I would like to check if my solution to a standard problem in Bayesian statistics is correct.
We study a simple noisy communication channel. Suppose that $\mathsf{X}$ is a binary signal that takes value $-1$ and $1$ with equal probability. The received signal is $\mathsf{Y} = \mathsf{X} + \mathsf{N}$, where $\mathsf{N}$ is a standard normal, independent of $\mathsf{X}$.

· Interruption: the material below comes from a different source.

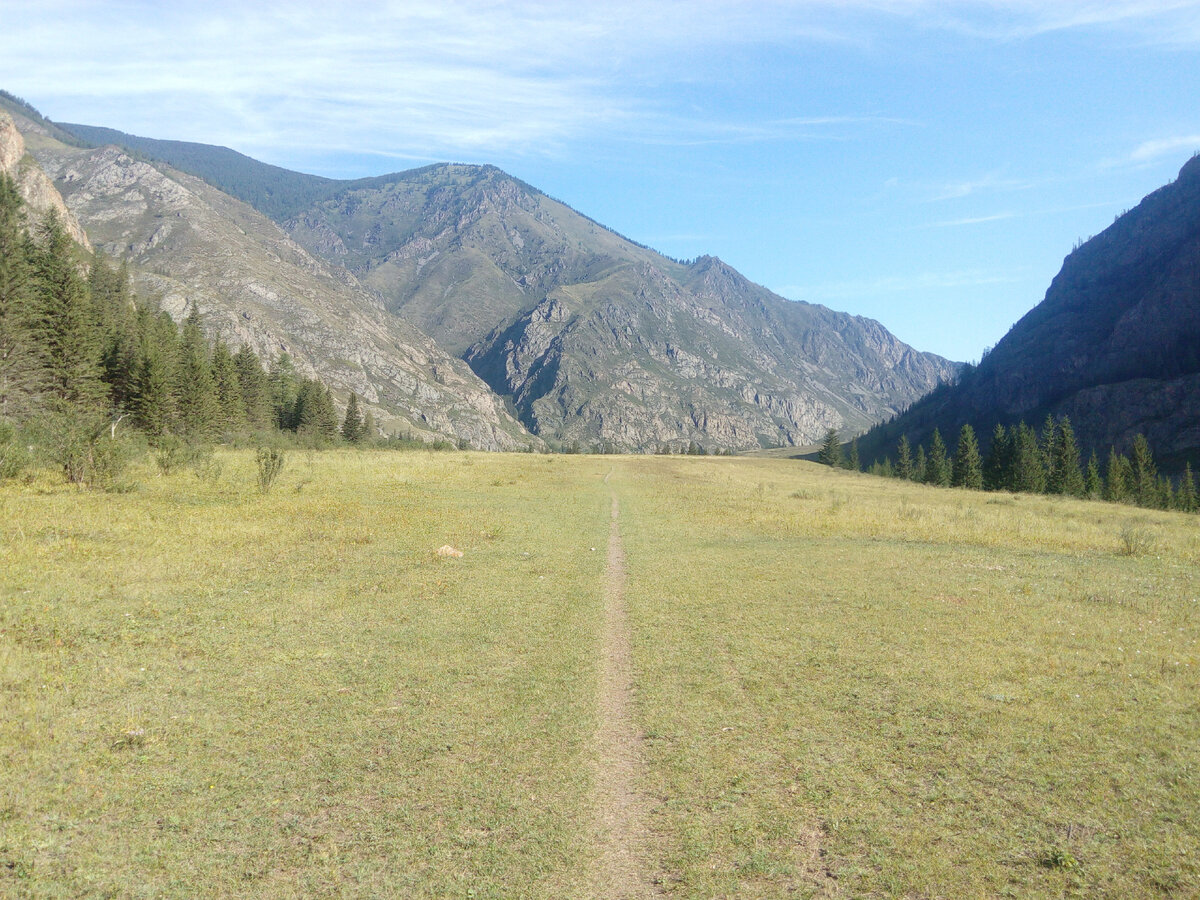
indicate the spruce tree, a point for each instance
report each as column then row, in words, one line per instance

The decoder receives the value of $\mathsf{Y}$ and decides whether $\mathsf{X}$ was $1$ or $-1$ using the following decoding rule: $\mathsf{X}$ was $1$ if and only if: $$\mathbb{P}(\mathsf{X} =1 | \mathsf{Y} = y) > 2 \cdot \mathbb{P}(\mathsf{X} =-1 | \mathsf{Y} = y) .$$
It turns out that the decoding rule can be expressed in the form: decide in favour of $1$ if and only if $\mathsf{Y} > t$ for some threshold $t$. Find the threshold.
My solution was to apply the mixed Bayes rule (e.g. $\mathbb{P}(\mathsf{X} =1 | \mathsf{Y}= y) =\frac{f_{\mathsf{Y}|x=1}(y) \cdot \mathbb{P}(\mathsf{X} =1)}{f_{\mathsf{Y}}(y)} $) to both sides and solve the inequality in the variable $y$.
After some computations, this led me to the threshold $$t=\frac{\ln(2)}{2}.$$ Does this solution make any sense?
Let's see. Abusing the notation $P(Y=y)$ to mean $f_Y(y)$...
$$ \begin{align} P(X =1 | Y = y) &> \lambda \, P(X =-1 | Y = y) \\ \frac{P(Y = y|X=1)P(X=1)}{P(Y=y)} &> \lambda \frac{P(Y = y|X=-1)P(X=-1)}{P(Y=y)} \\ P(Y = y|X=1) &> \lambda \, P(Y = y|X=1) \\ P(N=y-1) &> \lambda \, P(N=y+1) \\ \frac{1}{\sqrt {2 \pi}} \exp\left(-\frac{(y-1)^2}{2} \right) &> \lambda \, \frac{1}{\sqrt {2 \pi}} \exp\left(-\frac{(y+1)^2}{2} \right) \\ -\frac{(y-1)^2}{2} &> \log \lambda - \frac{(y+1)^2}{2} \\ y^2 +2y +1 &> 2 \log \lambda + y^2-2y +1 \\ 4y &> 2 \log \lambda \\ y &> \frac{ \log \lambda }{2} \\ \end{align}$$
So, yes, it seems you are right.